Анн-Катрин стояла у окна своего дома рядом с автосервисом, когда они появились из-за деревьев. Первый – Лит, за ним восемь или девять человек. Некоторые из команды юниоров, она их узнала, некоторые, покрупнее, – их старшие братья. Все в худи с капюшонами и темных шарфах. Это не команда, не банда, это свора, готовая расправиться с врагом.
Бубу вышел им навстречу. Анн-Катрин смотрела, как ее сын стоит перед Литом, склонив голову, а Лит кладет руку ему на плечо, разъясняет стратегию, отдает приказы. Всю жизнь Бубу мечтал об одном – быть частью чего-то большего. Мать видела, ее мальчик что-то пытается объяснить Литу, но тот уже вышел из себя. Он кричит, толкает Бубу, приставляет указательный палец к его лбу, и даже из окна можно было прочесть слово «предатель» на его губах. Молодые люди натянули капюшоны, закрыли лица шарфами и скрылись между деревьями. Сын Анн-Катрин стоял один на снегу, а потом принял решение.
Хряк возился с мотором, когда сын зашел в гараж. Отец чуть распрямился, и они искоса глянули друг на друга. Отец молча склонился над мотором. Бубу взял худи и шарф.
Филип ужинал с родителями. Они почти не разговаривали. Филип – лучший защитник команды, однажды он добьется больших высот. В детстве, когда он безнадежно отставал от ровесников по всем физическим параметрам, все думали, что он перестанет играть, однако чего он никогда не переставал делать, так это бороться. Самый слабый в команде, он выучился считывать игру и всегда появляться в нужном месте в нужное время. Сейчас он стал одним из сильнейших. И одним из преданнейших. Среди парней в капюшонах и шарфах он был бы мощной силой.
Ресторан в Хеде был так себе, но мама настояла, чтобы сегодня они поехали именно сюда – сразу после собрания, все вместе. Они сидели до самого закрытия. Поэтому, когда мальчики, которым Филип ни за что бы не отказал, звонили им в дверь, Филип, точь-в-точь как в игре, оказался в нужном месте в нужное время.
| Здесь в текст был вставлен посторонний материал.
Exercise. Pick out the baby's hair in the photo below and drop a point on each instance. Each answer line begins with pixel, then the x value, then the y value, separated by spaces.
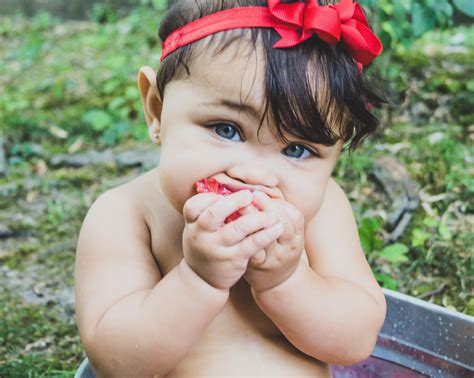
pixel 315 91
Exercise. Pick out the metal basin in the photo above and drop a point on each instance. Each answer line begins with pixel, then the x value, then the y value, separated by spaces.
pixel 417 339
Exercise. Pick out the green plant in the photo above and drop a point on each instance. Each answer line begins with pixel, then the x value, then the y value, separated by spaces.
pixel 382 258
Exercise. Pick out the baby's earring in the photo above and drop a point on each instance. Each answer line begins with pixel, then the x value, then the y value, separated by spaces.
pixel 155 134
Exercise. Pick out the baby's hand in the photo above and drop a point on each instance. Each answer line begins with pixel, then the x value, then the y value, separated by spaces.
pixel 278 261
pixel 219 252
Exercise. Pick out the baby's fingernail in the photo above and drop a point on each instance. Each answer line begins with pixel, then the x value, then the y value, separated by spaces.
pixel 279 227
pixel 273 215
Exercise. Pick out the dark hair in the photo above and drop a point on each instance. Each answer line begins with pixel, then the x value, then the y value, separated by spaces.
pixel 310 87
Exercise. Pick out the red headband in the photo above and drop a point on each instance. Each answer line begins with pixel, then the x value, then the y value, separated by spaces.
pixel 294 23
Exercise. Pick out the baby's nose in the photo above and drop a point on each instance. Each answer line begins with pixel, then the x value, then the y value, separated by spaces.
pixel 254 174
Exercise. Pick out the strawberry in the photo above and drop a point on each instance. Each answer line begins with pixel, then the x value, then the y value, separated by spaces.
pixel 212 186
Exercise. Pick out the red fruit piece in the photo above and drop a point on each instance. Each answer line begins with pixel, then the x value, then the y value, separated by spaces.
pixel 212 186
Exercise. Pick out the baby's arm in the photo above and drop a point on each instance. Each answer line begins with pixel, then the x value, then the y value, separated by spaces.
pixel 132 322
pixel 334 309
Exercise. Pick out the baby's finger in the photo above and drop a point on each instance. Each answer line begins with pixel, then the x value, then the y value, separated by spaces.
pixel 248 224
pixel 259 240
pixel 263 201
pixel 258 258
pixel 214 216
pixel 195 205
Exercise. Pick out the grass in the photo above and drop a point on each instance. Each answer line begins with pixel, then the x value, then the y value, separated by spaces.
pixel 68 86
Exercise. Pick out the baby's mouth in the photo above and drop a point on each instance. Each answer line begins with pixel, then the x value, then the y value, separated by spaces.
pixel 210 185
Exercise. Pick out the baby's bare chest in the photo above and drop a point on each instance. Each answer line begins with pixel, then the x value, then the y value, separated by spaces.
pixel 241 340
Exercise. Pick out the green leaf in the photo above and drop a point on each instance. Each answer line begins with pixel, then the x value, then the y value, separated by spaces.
pixel 97 119
pixel 444 232
pixel 386 281
pixel 423 19
pixel 395 253
pixel 418 237
pixel 465 6
pixel 430 222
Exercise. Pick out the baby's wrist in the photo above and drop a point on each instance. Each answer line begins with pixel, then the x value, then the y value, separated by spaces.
pixel 197 284
pixel 282 286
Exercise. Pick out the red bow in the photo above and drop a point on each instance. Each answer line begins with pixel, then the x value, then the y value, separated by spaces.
pixel 332 23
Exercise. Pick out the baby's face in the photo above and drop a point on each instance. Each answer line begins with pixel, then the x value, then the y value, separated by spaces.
pixel 207 133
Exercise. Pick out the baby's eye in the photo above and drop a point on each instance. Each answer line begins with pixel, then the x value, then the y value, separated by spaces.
pixel 226 131
pixel 297 151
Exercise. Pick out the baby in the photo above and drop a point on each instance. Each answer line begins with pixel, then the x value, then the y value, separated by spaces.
pixel 239 255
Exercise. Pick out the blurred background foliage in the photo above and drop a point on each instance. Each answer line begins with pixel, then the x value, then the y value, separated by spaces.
pixel 68 82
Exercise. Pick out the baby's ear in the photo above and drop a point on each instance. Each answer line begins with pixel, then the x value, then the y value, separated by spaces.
pixel 151 99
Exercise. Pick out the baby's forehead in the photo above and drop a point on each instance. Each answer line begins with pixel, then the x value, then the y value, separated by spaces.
pixel 235 74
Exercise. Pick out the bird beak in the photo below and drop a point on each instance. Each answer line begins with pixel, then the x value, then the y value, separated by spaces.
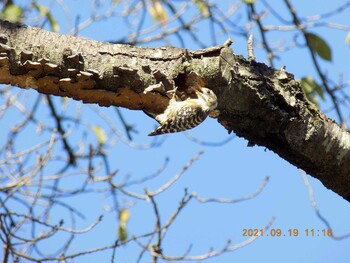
pixel 197 89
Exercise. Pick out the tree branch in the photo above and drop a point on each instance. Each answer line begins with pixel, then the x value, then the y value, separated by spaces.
pixel 264 105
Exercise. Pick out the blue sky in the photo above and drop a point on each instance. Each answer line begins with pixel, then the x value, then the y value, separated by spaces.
pixel 229 171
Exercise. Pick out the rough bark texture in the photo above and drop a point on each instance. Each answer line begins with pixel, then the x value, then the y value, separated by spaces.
pixel 263 105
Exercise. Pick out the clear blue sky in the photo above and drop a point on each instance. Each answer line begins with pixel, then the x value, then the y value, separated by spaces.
pixel 230 171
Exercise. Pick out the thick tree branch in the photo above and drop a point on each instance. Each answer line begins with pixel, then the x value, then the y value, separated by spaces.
pixel 263 105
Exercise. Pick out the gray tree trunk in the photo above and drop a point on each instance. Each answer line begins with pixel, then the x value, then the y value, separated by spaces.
pixel 264 105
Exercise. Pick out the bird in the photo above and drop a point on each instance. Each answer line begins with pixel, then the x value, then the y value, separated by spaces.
pixel 181 115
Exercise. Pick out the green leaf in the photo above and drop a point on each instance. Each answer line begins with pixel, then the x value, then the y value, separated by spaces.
pixel 100 134
pixel 12 13
pixel 312 90
pixel 319 46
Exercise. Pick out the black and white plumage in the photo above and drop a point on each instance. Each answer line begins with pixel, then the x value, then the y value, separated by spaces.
pixel 187 114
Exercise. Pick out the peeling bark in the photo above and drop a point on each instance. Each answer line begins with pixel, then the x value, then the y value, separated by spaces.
pixel 264 105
Не дома.
Амат стоял под фонарем, дрожа на ветру, но не двигался с места. Он хотел, чтобы его заметили издалека, чтобы никто другой не успел вмешаться и не пострадал. Он никогда не смог бы объяснить, почему решился на это, – возможно, потому, что, когда слишком долго боишься, в конце концов надоедает.
Он не знал, сколько их, но в их облике так безошибочно угадывалась жестокость, что он понял: он и замахнуться не успеет, прежде чем они всем скопом накинутся на него. Сердце колотилось в самом горле. Он не знал, что они хотят – просто припугнуть его, устроить показательную расправу или же избить так, чтобы он никогда уже не вернулся в хоккей. Один из них что-то сжал в руке, наверно бейсбольную биту. Они прошли под последним, ближайшим к нему фонарем, в руке другого блеснул обрезок железной трубы. От первого удара Амат прикрылся плечом, но его сразу настиг второй, боль от затылка молнией пронзила позвоночник, и тут же последовал третий, железной трубой по бедру. Он продирался, прогрызался, протискивался сквозь лавину тел, но это была не драка, а расправа. Он рухнул на снег весь в крови.